No me gusta que mis hijos elijan algunos juguetes, simplemente porque una amiga lo tiene, o porque representa a un dibujo de televisión, si algunas veces los compramos, vale, pero que tengamos que comprar todos los que salen en dibujos animados, pues no. Esto fomenta la compra compulsiva, y el comprar por capricho. Hay unos que valen la pena, pero otros no, y lo necesario es comparar, y pensar, ¿se divertirá? ¿le servirá para jugar? ¿jugará mucho con esto? ¿le durará la emoción?

Lo malo que tiene este tipo de juguetes es que la adrenalina se pierde en un abrir y cerrar de ojos. Como sucede con los juguetes que hablan, parece muy guay, porque es como si tuviese vida propia, o como si se relacionase con el niño. Pero vamos, que al probarlo varias veces, el peque se da cuenta de que NO habla, es una grabación que se repite y repite, sin sentido, y que no contesta preguntas, ni habla por algo en concreto, que más bien parece un robot malhecho.
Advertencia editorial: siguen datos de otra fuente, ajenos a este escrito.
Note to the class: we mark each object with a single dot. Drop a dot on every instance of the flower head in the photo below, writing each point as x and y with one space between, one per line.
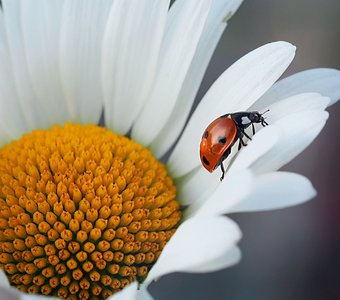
86 212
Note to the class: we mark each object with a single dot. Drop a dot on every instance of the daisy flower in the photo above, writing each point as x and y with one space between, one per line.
89 212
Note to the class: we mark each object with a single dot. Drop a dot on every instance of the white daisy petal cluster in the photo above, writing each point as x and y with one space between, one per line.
143 62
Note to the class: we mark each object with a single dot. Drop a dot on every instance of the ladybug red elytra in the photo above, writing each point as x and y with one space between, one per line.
223 133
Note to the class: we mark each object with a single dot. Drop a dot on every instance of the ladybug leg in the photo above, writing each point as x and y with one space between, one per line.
223 171
244 133
242 142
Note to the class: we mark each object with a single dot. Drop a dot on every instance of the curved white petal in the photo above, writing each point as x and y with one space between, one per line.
262 142
131 48
40 24
235 90
183 30
81 35
323 81
17 61
220 11
196 242
12 120
228 259
197 186
295 104
276 190
233 188
298 131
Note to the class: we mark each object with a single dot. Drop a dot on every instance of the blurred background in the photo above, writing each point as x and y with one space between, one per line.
292 253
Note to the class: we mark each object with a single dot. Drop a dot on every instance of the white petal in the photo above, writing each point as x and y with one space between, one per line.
197 186
40 23
295 104
228 259
130 52
232 189
12 120
82 30
298 131
235 90
213 29
183 30
196 242
323 81
17 59
261 143
276 190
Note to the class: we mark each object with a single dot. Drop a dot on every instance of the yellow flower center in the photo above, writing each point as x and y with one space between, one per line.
83 212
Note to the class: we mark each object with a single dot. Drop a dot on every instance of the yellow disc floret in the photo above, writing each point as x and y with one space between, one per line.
83 211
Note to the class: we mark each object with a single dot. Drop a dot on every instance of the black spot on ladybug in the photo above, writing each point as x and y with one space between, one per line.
206 161
222 140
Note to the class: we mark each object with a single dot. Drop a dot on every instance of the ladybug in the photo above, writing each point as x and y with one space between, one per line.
223 133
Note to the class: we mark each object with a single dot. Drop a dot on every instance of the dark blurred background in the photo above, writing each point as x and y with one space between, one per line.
292 253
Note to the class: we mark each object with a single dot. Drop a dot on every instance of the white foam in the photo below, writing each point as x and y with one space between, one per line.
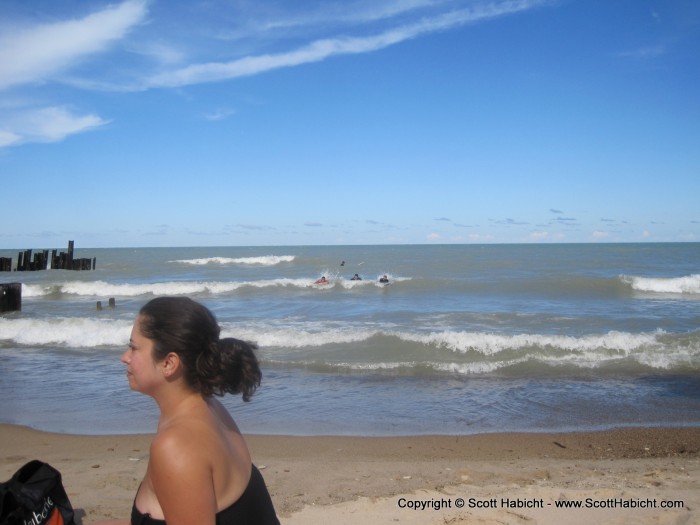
265 260
689 284
70 332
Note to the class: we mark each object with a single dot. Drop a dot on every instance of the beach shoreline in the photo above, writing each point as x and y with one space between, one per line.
502 478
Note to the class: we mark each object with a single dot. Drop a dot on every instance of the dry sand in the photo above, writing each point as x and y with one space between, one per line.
513 478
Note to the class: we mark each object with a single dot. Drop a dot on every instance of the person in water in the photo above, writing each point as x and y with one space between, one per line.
199 468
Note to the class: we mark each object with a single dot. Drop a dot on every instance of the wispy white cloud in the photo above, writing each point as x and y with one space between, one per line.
644 53
323 49
49 124
36 54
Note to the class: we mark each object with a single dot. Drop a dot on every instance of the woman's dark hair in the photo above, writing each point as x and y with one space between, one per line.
212 366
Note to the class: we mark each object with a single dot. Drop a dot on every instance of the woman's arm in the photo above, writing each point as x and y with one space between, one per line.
182 479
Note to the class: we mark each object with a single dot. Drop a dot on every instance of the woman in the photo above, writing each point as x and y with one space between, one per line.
199 468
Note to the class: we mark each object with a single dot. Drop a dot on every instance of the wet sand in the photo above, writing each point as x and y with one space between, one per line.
619 476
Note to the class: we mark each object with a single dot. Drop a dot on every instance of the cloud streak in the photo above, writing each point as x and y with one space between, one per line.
39 53
323 49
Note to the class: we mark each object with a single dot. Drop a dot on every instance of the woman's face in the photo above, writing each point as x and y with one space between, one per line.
141 370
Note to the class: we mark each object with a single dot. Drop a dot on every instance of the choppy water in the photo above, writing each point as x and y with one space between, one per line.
464 339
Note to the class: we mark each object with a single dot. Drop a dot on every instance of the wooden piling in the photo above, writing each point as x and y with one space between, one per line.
10 297
43 261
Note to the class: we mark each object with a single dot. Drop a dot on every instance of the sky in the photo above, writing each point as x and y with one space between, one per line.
275 122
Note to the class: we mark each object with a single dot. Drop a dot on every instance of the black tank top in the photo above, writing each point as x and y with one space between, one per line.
254 507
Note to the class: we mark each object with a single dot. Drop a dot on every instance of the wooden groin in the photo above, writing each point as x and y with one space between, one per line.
43 261
10 297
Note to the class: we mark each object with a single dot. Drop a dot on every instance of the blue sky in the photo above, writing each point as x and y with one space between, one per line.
278 122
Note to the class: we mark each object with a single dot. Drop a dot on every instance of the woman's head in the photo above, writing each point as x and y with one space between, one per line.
211 366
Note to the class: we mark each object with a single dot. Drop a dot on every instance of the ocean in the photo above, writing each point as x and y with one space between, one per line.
464 339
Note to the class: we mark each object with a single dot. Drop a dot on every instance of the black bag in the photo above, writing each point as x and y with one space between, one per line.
35 496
Yo también tuve el furby, y otros juguetes que los promueven como lo más porque interactúan y no tiene nada que ver. A mí hasta me llega a quitar la magia, por ese ruido robot, que agobia y que deja ver que es un cacharro, que nunca se parecerá a un humano, ni a un animal, y que o se tiene el original o nada xD

Pero a aparte de esto, estamos hablando de juguetes que reemplazan las palabras del niño, por las suyas, así que interfieren en el desarrollo natural de los niños. Cuando el juguete es el que habla, los niños y quienes juegan con ellos, se callan. Lo que se espera del juego, es que se trabaje el vocabulario, y que entre todos los que juegan haya una conversación entre sí. 
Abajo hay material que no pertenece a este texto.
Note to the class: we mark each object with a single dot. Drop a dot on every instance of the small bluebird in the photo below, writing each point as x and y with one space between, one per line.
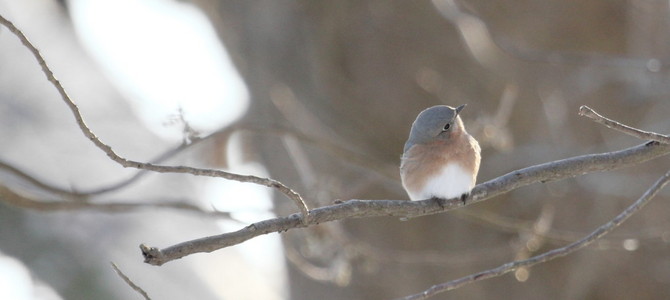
440 159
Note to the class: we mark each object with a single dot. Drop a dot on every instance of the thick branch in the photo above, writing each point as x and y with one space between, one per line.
297 199
556 170
547 256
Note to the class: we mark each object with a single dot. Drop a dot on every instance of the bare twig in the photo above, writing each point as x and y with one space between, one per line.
297 199
556 170
547 256
130 282
641 134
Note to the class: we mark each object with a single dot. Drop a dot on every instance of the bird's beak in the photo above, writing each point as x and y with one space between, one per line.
458 109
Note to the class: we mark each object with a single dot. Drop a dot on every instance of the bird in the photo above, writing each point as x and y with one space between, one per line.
440 159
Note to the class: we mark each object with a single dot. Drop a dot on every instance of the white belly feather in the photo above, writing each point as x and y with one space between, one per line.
451 182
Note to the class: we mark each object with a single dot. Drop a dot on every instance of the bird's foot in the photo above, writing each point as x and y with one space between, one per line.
464 197
440 201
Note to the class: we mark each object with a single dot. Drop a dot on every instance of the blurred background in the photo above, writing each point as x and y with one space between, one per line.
321 96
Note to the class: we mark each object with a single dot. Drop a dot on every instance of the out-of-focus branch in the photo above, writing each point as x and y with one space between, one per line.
641 134
547 256
297 199
130 282
555 170
16 199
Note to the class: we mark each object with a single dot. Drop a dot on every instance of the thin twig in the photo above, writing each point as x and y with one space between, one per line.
556 170
130 282
297 199
641 134
547 256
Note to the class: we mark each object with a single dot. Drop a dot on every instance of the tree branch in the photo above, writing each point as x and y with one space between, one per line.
550 171
15 199
297 199
130 282
547 256
641 134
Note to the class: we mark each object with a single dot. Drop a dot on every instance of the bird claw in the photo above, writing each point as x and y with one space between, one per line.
464 197
440 201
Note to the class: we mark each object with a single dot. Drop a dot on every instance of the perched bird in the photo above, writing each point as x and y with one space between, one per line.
440 159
Eso de "cuanto menos haga el juguete, más cosas hará el niño", no es un eslogan marketero, es la pura realidad. Ya lo sabíamos, y por eso muchas familias intentan adquirir juguetes que no sean electrónicos y que a poder ser sean de madera. Este análisis está respaldado por un estudio publicado en JAMA Pediatrics, en el que se hizo durante un año y medio con 26 parejas de hijos de entre 10 y 16 meses, y madres (sólo un padre), dejando que jugaran con tres tipos de elementos.
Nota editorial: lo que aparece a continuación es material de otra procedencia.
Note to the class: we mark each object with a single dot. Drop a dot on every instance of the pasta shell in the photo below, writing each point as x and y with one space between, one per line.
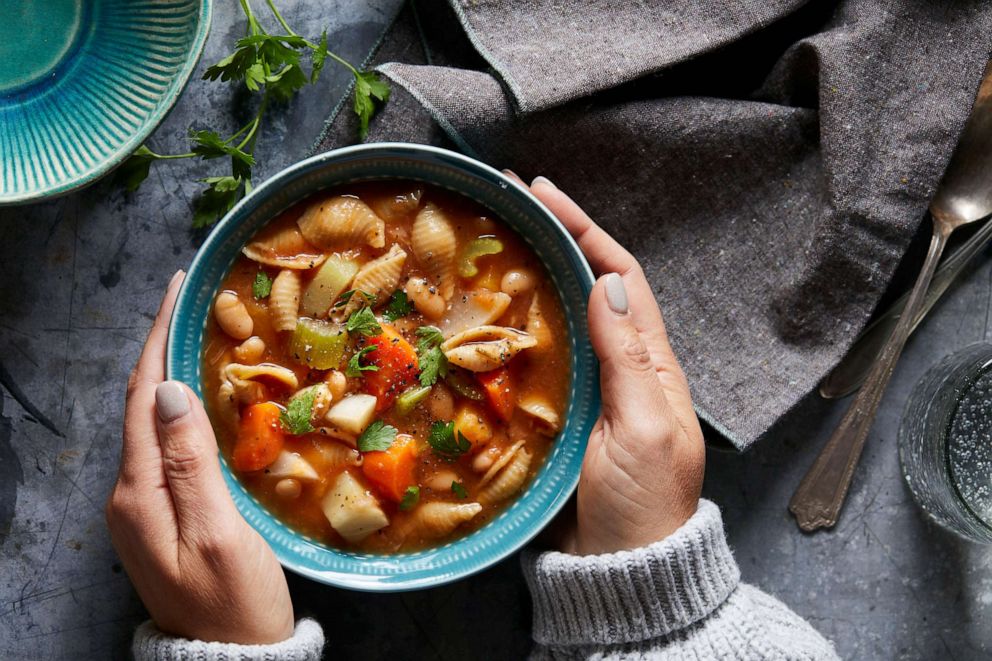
285 249
245 384
543 414
397 207
284 300
476 308
342 220
334 455
434 244
510 479
503 460
322 399
378 278
537 325
485 348
438 518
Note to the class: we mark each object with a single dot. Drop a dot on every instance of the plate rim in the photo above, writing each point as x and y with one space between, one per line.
124 150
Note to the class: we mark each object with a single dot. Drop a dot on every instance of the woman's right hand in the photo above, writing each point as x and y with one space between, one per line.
643 469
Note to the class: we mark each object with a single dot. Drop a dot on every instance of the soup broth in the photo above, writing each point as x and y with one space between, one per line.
387 366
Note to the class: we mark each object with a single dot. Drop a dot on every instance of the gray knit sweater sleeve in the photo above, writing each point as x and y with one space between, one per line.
150 644
680 598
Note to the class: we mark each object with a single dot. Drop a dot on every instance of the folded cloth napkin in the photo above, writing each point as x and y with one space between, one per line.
768 161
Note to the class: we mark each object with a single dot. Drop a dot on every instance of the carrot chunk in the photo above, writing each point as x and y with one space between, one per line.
391 471
499 390
260 438
398 367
Al jugar en casa se propiciaba una interacción más realista, que quedaba grabada para ser procesada por un software específico. Se comparó la conversación que surgía del uso de juguetes electrónicos (portátiles y móviles de juguete y una granja que emite sonidos) con juguetes clásicos (granja con fichas de animales de madera, bloques de goma y piezas de distintas formas de encajar) y con la lectura de niños infantiles.

Con los electrónicos, las madres usaron en promedio 40 palabras por minuto, en comparación con las 56 palabras empleadas en juguetes tradicionales, y las 67 con los libros. La diferencia resultó mucho más notable en el análisis de las interacciones entre madre e hijo, las vocalizaciones espontáneas de los niños, las respuestas y los turnos de conversación entre ambos, que fueron mucho más ricas en juegos sin pilas.

La necesidad de proporcionar a nuestros hijos juguetes clásicos queda cada vez más evidente a base de estudios que van haciéndose, los niños aprenden a hablar y a relacionarse escuchando a su alrededor, y no hay evidencia de que lo consigan escuchando sonidos de libros, juguetes ni móviles. Además lo que se pierden también es la adquisición de las habilidades sociales. Cada vez son más los especialistas que alertan sobre las trabas el desarrollo infantil cuando se entrega a niños libros interactivos, móviles y tabletas. Estos aparatos les entretienen pero no son una herramienta para su desarrollo, por muy educativos que los pinten.